Nocardiopsis sinuspersici

Scientific classification
- Domain: Bacteria
- Kingdom: Bacillati
- Phylum: Actinomycetota
- Class: Actinomycetia
- Order: Streptosporangiales
- Family: Nocardiopsaceae
- Genus: Nocardiopsis
- Species: N. sinuspersici
- Binomial name: Nocardiopsis sinuspersici Hamedi et al. 2010
- Type strain: CCUG 57624, DSM 45277, HM6, UTMC 00102

= Nocardiopsis sinuspersici =

- Genus: Nocardiopsis
- Species: sinuspersici
- Authority: Hamedi et al. 2010

Species of bacterium

Nocardiopsis sinuspersici is a species of bacteria that is an aerobic, Gram positive, alkalohalophilic, actinomycete. While species from the genus Nocardiopsis have been found in a variety of environments, primarily soils, strain N. sinuspersici sp. nov was isolated from sandy rhizospheric soils from Sarbandar and Khoramshahr in Iran.
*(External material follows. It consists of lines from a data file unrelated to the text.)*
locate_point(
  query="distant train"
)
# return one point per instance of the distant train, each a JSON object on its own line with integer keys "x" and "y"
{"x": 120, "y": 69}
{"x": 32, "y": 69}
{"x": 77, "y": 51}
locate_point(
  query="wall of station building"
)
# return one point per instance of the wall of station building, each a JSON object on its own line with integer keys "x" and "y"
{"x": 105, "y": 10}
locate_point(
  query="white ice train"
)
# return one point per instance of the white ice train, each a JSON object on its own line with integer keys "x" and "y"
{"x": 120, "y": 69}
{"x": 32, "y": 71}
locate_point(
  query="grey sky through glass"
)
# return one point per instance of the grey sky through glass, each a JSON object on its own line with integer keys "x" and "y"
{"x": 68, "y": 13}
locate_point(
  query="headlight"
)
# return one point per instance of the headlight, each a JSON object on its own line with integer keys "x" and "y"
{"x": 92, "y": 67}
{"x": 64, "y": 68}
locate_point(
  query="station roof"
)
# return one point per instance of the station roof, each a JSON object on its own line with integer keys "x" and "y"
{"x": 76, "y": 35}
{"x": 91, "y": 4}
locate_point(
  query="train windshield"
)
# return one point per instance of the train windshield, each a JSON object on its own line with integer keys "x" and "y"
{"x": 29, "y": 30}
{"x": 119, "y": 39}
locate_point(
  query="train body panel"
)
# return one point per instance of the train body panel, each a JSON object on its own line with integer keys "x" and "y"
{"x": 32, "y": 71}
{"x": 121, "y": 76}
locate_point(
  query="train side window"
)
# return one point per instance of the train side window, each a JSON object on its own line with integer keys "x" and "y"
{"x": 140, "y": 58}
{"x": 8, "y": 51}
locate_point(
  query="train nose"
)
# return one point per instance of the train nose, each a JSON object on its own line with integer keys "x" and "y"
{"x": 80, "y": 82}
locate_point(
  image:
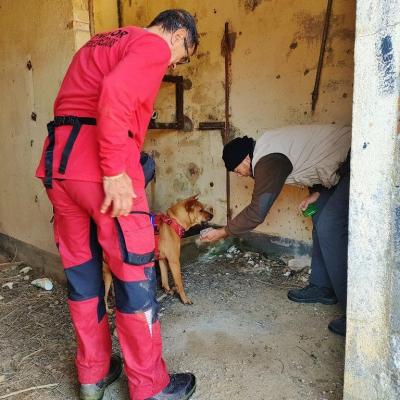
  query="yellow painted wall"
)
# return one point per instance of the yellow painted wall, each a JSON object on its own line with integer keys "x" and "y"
{"x": 273, "y": 71}
{"x": 47, "y": 32}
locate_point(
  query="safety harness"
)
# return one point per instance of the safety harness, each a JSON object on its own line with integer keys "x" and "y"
{"x": 76, "y": 123}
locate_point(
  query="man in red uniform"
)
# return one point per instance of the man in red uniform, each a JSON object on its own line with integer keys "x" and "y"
{"x": 91, "y": 168}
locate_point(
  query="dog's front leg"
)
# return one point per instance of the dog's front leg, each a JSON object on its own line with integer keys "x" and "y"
{"x": 164, "y": 277}
{"x": 175, "y": 267}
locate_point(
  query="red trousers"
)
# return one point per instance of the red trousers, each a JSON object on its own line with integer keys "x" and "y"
{"x": 83, "y": 235}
== Growth and morphology ==
Nocardiopsis sinuspersici have been shown to grow optimally on yeast extract agar and less optimally on agar containing oatmeal and inorganic starches. N. sinuspersici possess several unique phenotypic traits not seen in other members of Nocardiopsis. N. sinuspersici possess small amounts of light yellow mycelium and "zig-zag" hyphea. Over time these hyphae form red spores. The cellular membrane of N. sinuspersici is also unique, most notably lacking mycolic acids.
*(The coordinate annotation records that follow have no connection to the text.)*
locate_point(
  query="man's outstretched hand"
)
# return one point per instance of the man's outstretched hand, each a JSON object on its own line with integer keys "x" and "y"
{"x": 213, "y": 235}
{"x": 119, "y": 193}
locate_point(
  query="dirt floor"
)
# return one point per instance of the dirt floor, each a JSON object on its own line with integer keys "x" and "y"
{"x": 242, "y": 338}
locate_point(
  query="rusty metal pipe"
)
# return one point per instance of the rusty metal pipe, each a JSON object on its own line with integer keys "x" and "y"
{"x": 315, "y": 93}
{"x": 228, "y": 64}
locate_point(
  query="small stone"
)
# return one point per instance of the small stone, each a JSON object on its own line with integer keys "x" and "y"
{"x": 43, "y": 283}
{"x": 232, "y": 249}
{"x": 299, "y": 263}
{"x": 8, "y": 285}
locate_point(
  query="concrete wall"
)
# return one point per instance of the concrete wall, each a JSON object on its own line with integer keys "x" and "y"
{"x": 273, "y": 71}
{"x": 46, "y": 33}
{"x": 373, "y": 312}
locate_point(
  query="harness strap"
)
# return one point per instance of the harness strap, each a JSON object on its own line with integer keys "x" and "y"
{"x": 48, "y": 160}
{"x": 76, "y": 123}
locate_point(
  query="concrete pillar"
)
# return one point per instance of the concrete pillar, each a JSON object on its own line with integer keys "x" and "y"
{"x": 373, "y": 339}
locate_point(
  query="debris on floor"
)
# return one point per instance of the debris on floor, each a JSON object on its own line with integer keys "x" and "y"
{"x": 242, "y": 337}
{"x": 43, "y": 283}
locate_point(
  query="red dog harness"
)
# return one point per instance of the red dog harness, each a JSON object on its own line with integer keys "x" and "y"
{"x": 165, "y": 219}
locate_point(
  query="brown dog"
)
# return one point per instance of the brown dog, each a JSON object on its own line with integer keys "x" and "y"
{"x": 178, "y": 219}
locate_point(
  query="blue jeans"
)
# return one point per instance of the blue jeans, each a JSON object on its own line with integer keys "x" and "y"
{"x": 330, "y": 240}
Strains of N. sinuspersici can grow in a wide range of conditions, but have been found to grow best at 28 °C, a pH of 7, and a salt concentration of 2.5%. Despite showing high similarity genetic similarity to Nocardiopsis quinghaiensis, Nocardiopsis aegyptia, and Nocardiopsis halotolerans, N. sinuspersici shows a distinguishable growth rate among other species when grown at a pH of 12, a salt concentration of 15%, and a temperature of 10 C. N. sinuspersici is also distinguishable from the other members of Nocardiopsis among major chemical compounds, including the production of different sugars, phospholipid patterns, menaquinones, and fatty acids. The bacterium also produces a serine protease capable of rapidly breaking down milk protein. N. sinuspersici sp. nov has been observed to utilize carbon sources including d-Galactose, lactose, melibiose, glycerol, sucrose, maltose, mannitol, d-mannose, l-rhamnose, d-xylose, inulin, citrate, malonate, pyruvate, and propionate.

== Genetics ==
The entire genome of N. sinuspersici has been sequenced. The 16S RNA gene of N. sinuspersici shows high similarity to other members of the genus, including Nocardiopsis quinghaiensis, Nocardiopsis aegyptia, and Nocardiopsis halotolerans, with sequence identities of 99.2%, 98.5%, and 98.2% respectively. From a review of its genome, N. sinuspersici possesses a high number of genes associated with the production of secondary metabolites. Specifically, N. sinuspersici was shown to possess 63 gene clusters associated with the production of secondary metabolites. Shotgun sequences of N. sinuspersici can be found under the accession number MCOK0000000 at GenBank.